Ng: Biggest benefit of AI may be unlocking unstructured data
Tech entrepreneur Andrew Ng says that in addition to autonomous action, one of the most beneficial applications of AI is enabling easy access to valuable unstructured data.
Amid the hype about autonomous agents making business decisions and performing previously time-consuming tasks in seconds, perhaps the biggest benefit of AI may be its ability to unlock unstructured data.
That's according to tech entrepreneur Andrew Ng, founder of DeepLearning.AI and executive chairman of LandingAI -- among other roles -- who spoke on Nov. 4 during a panel discussion at Snowflake Build, a virtual conference for developers hosted by data management vendor Snowflake. Additional panelists included Snowflake CEO Sridhar Ramswamy and AWS vice president of agentic AI Swami Sivasubramanian.
For years, unstructured data has been the Holy Grail of analytics.
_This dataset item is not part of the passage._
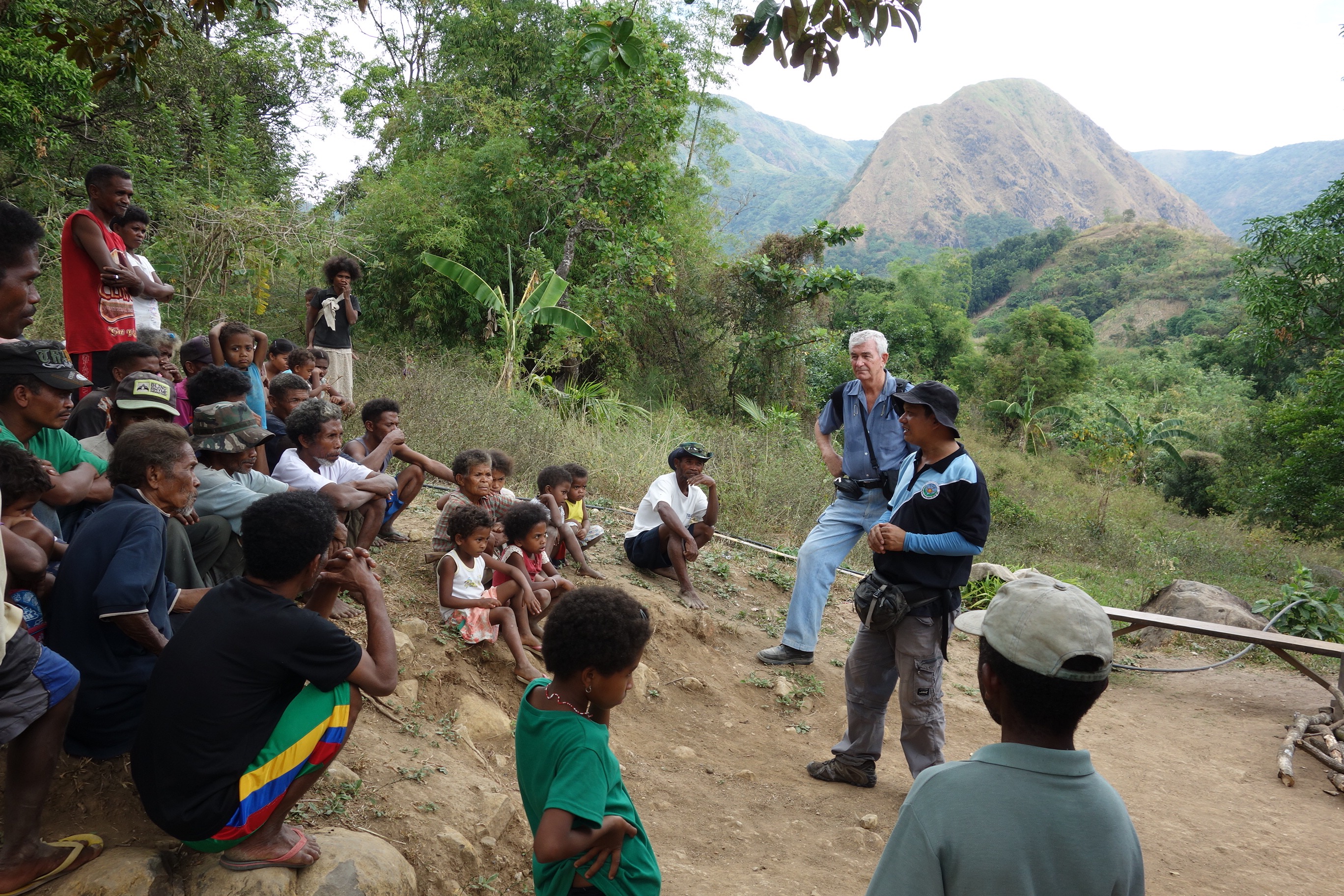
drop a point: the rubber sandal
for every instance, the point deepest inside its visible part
(79, 842)
(281, 862)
Enterprises have historically used structured data such as financial records and sales statistics to inform decisions. But structured data represents a small percentage of an organization's overall data. The majority -- potentially up to 90% -- is unstructured data such as text in PDFs and emails, audio files from customer service interactions and images.
Using only structured data, enterprises have been deriving insights and basing key strategic initiatives on a partial understanding of their operations rather than the whole. Unstructured data, in conjunction with structured data, provides the complete view that has been missing, and AI is the means by which enterprises can easily access that unstructured data.
"We've spent the last 20 years architecting structured data," Ng said. "I think a big unlock will be unstructured data, which AI can finally make sense of."
Opening unstructured data
Many data management and analytics platforms historically focused on only structured data. Some still mainly support only structured data. Others, however, are using generative AI and agentic AI to make it easy to operationalize and analyze unstructured data as well.
We've spent the last 20 years architecting structured data. I think a big unlock will be unstructured data, which AI can finally make sense of.
Andrew NgFounder, DeepLearning.AI
For example, analytics platforms such as Microsoft Power BI, Tableau and Qlik now enable users to query and analyze unstructured data. Similarly, data management platforms from tech giants AWS, Google Cloud and Microsoft all support unstructured data, as do those from more specialized vendors such as Databricks, Snowflake and Informatica.
To make unstructured data accessible with databases, data lakes and data lakehouses, it has to be given some form of structure, such as a vector -- a numerical representation of data -- that makes it discoverable.
While it is complex to develop algorithms that assign vectors to unstructured data, then labor-intensive to build data and AI pipelines that include vector databases, agents and other AI applications drastically simplify accessing and operationalizing unstructured data.
They can take care of the data preparation that makes unstructured data accessible. In addition, through natural language interfaces and text-to-code translation capabilities, AI can make it simple for developers to build applications that include unstructured data and for analysts to query their organization's entire data estate.
While audio from customer service interactions that can be analyzed for sentiment and emails that can be scanned to similarly derive insights are valuable, the information previously locked in PDFs -- and now reachable -- is perhaps most valuable to enterprises, according to Ng.
"I think the single most valuable form of unstructured data that is sitting in all of our businesses is PDF files," Ng said. "There are so many of them. I'm really excited about the work that's being done … on agentic document extraction to take massive PDF files in finance and healthcare that have tons of value and extract it out. The number of use cases is skyrocketing."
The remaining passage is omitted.